Coming out of a mainline evangelical background, these books I've recommended would have been considered meaty works, when in fact they are basic in a good way. One of the biggest temptations in our modern era is to dumb things down to those we are trying to reach, and I'd encourage you to avoid that as much as possible. Also, patience and gentle persistence really do matter when dealing with a confused and "seeking" (proper sense) non-believer.


----------



## Larry Hughes (Jan 7, 2007)

Matthew,

I really couldn’t add much to what I’ve transcribed below from this Christmas’s show on KFUO with Dr. Norman Nagel. There are preachers then there are preachers, and this man really is gifted in giving the Gospel. I think the general principle he outlines may be helpful. Heck this could be tract. Because they are asking the very question you are seeing and many of us run into. Are there really seekers, what to do. I hope you find it as helpful as I did, it really answers the problem of us “seeking God” and its connection to idolatry in a very plain way. I transcribed it hopefully there are no major mistakes. This is powerful Gospel here, it refreshes me just rehearing it. Blessings In Christ Alone, Larry

Rev. Todd Wilkins: If God is God as people think about him, then he’s going to be everywhere all the time. That’s how people normally think. But is the omnipresence of God necessarily good news for us? 

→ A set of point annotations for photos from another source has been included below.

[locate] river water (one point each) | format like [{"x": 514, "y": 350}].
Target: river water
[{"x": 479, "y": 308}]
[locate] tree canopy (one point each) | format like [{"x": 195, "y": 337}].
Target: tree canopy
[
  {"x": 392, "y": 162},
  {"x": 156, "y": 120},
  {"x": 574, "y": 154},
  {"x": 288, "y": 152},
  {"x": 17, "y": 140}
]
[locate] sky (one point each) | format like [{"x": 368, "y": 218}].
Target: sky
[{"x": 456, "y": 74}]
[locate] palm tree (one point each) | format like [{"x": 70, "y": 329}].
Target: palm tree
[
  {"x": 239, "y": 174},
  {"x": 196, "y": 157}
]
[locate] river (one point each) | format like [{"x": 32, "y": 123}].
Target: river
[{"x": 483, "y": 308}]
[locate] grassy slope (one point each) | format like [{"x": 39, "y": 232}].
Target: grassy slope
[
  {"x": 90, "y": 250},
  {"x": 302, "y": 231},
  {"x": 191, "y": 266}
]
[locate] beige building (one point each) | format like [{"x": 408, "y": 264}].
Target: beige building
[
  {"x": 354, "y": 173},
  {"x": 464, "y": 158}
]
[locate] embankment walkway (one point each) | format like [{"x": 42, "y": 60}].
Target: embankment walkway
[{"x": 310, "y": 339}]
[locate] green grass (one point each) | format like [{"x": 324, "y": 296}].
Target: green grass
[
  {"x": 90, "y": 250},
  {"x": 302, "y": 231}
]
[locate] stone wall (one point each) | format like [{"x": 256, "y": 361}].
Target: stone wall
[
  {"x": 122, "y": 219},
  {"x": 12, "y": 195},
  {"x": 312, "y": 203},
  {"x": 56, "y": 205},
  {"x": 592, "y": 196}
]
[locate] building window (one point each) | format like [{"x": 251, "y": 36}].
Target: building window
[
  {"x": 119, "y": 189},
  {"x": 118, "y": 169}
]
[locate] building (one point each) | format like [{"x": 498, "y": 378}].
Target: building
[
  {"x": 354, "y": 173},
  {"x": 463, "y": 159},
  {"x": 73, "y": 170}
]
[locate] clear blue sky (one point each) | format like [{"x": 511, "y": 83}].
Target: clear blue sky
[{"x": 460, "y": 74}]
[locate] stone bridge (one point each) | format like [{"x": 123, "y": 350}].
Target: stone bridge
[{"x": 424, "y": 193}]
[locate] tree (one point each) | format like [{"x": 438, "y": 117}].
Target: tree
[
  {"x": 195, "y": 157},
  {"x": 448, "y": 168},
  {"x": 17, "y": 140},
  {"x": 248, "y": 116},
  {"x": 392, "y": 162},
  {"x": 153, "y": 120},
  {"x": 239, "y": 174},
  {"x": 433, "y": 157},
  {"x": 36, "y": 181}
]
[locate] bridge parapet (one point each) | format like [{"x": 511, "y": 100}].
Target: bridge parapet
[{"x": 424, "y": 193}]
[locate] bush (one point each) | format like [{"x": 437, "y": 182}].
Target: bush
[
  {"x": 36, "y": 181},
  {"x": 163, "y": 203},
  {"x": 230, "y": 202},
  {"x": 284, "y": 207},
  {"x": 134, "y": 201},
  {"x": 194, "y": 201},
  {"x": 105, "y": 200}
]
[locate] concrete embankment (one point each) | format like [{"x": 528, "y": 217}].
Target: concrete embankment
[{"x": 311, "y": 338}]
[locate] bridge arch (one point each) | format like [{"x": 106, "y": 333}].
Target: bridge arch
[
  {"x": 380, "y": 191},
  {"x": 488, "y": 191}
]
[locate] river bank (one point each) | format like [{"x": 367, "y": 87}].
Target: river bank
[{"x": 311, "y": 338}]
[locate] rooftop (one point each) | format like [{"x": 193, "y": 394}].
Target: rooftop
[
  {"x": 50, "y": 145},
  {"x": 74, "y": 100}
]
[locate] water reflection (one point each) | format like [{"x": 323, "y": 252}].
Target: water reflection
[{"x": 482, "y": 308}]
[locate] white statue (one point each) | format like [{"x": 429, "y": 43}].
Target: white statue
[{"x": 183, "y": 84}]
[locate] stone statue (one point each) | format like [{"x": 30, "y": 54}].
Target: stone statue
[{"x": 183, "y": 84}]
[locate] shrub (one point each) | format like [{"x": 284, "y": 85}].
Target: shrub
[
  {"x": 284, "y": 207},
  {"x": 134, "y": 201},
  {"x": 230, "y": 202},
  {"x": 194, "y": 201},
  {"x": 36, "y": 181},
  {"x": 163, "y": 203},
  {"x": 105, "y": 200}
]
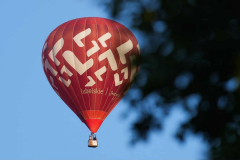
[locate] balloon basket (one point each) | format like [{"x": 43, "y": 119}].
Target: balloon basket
[{"x": 92, "y": 142}]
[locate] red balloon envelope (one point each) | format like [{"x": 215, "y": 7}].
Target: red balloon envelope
[{"x": 89, "y": 64}]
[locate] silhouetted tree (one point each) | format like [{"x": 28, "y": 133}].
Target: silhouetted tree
[{"x": 190, "y": 55}]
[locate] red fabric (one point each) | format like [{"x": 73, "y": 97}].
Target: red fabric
[{"x": 66, "y": 53}]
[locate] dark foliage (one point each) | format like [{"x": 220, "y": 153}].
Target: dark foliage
[{"x": 191, "y": 51}]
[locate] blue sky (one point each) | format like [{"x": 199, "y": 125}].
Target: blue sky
[{"x": 36, "y": 124}]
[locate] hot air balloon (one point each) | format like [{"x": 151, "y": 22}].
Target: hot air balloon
[{"x": 90, "y": 64}]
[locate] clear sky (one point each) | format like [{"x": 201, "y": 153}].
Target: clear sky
[{"x": 36, "y": 124}]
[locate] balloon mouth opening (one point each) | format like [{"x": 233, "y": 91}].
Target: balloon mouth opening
[{"x": 93, "y": 124}]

Dr. Norman Nagel: Well the fact that God is every where leaves us in the position of having to hunt him down and find him. And if you are looking for something, you really wouldn’t know that you’ve found it unless you knew what you were looking for. That’s the problem with ‘hunting for God’. It’s not as if we know what God is like and then when we find him (and) we (then) say, “Ahhh, here he is”, that would be fulfilling what we expect God to be like. The distance between us and God is not something we cover, we don’t find God. The question is, “Is he interested in finding us?” And if he finds us then we are simply at the receiving end of the sort of God that he is. Other wise we are left with making up a god for ourselves and saying, “Well, could I find a god like that somewhere?” And a god that we make up for ourselves would be the sort of god that would best suite our need. But that would only be a god as big as we expected him to be or wanted him to be, or worst of all manage to control him. And if he didn’t fit our definition of god we then would say, “Oh, I’ll have nothing more to do with him, we will hunt for another god (to meet the definition we need).” And that’s the way with idols. With idols you have to change them one after another as they fail you. The only one that is there for you is the one who finds you and comes to where you are at and we’ve just been to Bethlehem, in a manger (celebrating Christmas)…no one would have EVER expected that’s where he would be for us to be our Saviour. And at New Years it’s the name of Jesus and His circumcision where He comes to be our Saviour, when first His blood is shed (circumcision) when He is on His way to Calvary (the circumcision/baptism of the Cross). Would anybody expect that the man hanging on the Cross (to be), “that is what God is like”? We don’t look at Jesus and say, “Look he qualifies”, we see Jesus, hang around with Him in the Gospels, and then we exclaim surprised, “So THAT is what God is like”, the one who loved us cared for us so much that he would come to be one of us. Born in Bethlehem carrying our sins to the Cross and answering for them, to bear our sins and be our Saviour - as it says in the liturgy. 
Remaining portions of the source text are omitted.